Modern operating systems also provide system calls that allow process threads to create other threads and wait for them to terminate ("join" them) in a similar fashion.
An operating system may provide variations of the wait call that allow a process to wait for any of its children processes to exit, or to wait for a single specific child process (identified by its process-ID) to exit.
Some operating systems issue a signal (SIGCHLD) to the parent process when a child process terminates, notifying the parent process and allowing it to then retrieve the child process's exit status.
The exit status returned by a child process typically indicates whether the process terminated normally or abnormally. For normal termination, this status also includes the exit code (usually a small integer value) that the process returned to the system.
A child process that terminates but is never waited on by its parent becomes a zombie process.
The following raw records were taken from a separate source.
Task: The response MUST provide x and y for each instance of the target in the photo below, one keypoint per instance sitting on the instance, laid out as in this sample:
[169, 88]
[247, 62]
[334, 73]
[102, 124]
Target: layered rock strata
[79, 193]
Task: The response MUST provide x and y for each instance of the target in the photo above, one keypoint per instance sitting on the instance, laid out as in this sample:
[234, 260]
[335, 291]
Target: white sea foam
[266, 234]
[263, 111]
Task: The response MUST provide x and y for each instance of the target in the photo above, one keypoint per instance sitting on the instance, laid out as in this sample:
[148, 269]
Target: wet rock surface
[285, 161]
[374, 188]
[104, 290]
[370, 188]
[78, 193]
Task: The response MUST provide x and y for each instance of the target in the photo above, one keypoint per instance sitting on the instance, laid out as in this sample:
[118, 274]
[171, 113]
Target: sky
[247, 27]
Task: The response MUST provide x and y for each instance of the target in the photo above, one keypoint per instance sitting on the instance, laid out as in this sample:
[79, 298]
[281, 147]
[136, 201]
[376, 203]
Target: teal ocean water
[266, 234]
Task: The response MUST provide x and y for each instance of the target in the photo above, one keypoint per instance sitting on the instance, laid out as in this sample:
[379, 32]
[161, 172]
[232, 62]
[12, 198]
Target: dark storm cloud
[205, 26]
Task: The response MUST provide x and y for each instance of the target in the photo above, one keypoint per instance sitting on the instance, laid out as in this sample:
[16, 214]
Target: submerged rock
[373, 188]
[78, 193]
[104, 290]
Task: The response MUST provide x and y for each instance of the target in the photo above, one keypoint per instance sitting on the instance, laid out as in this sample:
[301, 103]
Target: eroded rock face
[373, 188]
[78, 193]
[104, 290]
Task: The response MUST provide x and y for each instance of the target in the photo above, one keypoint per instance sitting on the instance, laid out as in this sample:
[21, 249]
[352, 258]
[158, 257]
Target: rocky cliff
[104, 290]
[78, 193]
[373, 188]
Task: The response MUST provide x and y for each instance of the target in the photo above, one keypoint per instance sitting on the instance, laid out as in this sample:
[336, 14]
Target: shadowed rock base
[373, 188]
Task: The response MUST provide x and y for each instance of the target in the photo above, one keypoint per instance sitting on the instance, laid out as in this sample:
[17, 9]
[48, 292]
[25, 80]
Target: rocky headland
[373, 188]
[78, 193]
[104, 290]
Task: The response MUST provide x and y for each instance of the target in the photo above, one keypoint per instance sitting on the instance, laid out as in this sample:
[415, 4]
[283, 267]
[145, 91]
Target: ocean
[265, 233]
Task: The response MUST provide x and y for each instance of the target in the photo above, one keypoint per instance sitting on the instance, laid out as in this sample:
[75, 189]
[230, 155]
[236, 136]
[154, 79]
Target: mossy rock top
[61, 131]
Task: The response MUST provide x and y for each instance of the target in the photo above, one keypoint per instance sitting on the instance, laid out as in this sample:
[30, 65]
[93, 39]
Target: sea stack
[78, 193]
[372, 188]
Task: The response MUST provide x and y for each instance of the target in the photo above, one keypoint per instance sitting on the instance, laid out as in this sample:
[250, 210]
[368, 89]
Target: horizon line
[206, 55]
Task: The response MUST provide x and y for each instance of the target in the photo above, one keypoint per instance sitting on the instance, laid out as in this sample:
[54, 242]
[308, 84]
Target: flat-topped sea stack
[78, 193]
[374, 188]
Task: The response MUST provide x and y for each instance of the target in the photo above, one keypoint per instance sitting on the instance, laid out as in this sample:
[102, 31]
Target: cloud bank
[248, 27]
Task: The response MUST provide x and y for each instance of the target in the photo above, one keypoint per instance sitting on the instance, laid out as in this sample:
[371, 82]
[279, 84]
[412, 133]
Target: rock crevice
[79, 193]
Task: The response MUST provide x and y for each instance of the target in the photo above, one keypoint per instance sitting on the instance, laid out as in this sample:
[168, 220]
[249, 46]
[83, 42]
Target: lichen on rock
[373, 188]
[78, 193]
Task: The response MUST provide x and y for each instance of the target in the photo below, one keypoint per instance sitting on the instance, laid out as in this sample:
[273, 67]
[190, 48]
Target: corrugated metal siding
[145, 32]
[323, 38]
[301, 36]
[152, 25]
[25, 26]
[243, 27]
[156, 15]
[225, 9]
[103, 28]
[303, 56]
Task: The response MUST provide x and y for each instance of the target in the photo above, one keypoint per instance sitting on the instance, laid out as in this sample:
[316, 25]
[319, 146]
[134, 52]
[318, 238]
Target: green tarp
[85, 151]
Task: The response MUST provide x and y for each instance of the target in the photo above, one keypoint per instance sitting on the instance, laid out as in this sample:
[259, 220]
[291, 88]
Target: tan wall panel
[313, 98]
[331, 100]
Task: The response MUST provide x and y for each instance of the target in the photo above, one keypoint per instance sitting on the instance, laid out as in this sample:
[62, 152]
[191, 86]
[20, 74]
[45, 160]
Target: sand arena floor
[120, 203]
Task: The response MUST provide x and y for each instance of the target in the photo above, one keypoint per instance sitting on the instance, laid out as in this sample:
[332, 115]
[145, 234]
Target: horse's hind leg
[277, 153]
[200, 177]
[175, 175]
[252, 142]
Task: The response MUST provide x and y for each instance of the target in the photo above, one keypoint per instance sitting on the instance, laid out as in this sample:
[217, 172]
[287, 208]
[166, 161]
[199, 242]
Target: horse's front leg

Such a process continues to exist as an entry in the system process table even though it is no longer an actively executing program. Such situations are typically handled with a special "reaper" process that locates zombies and retrieves their exit status, allowing the operating system to then deallocate their resources.
Similarly, a child process whose parent process terminates before it does becomes an orphan process. Such situations are typically handled with a special "root" (or "init") process, which is assigned as the new parent of a process when its parent process exits. This special process detects when an orphan process terminates and then retrieves its exit status, allowing the system to deallocate the terminated child process.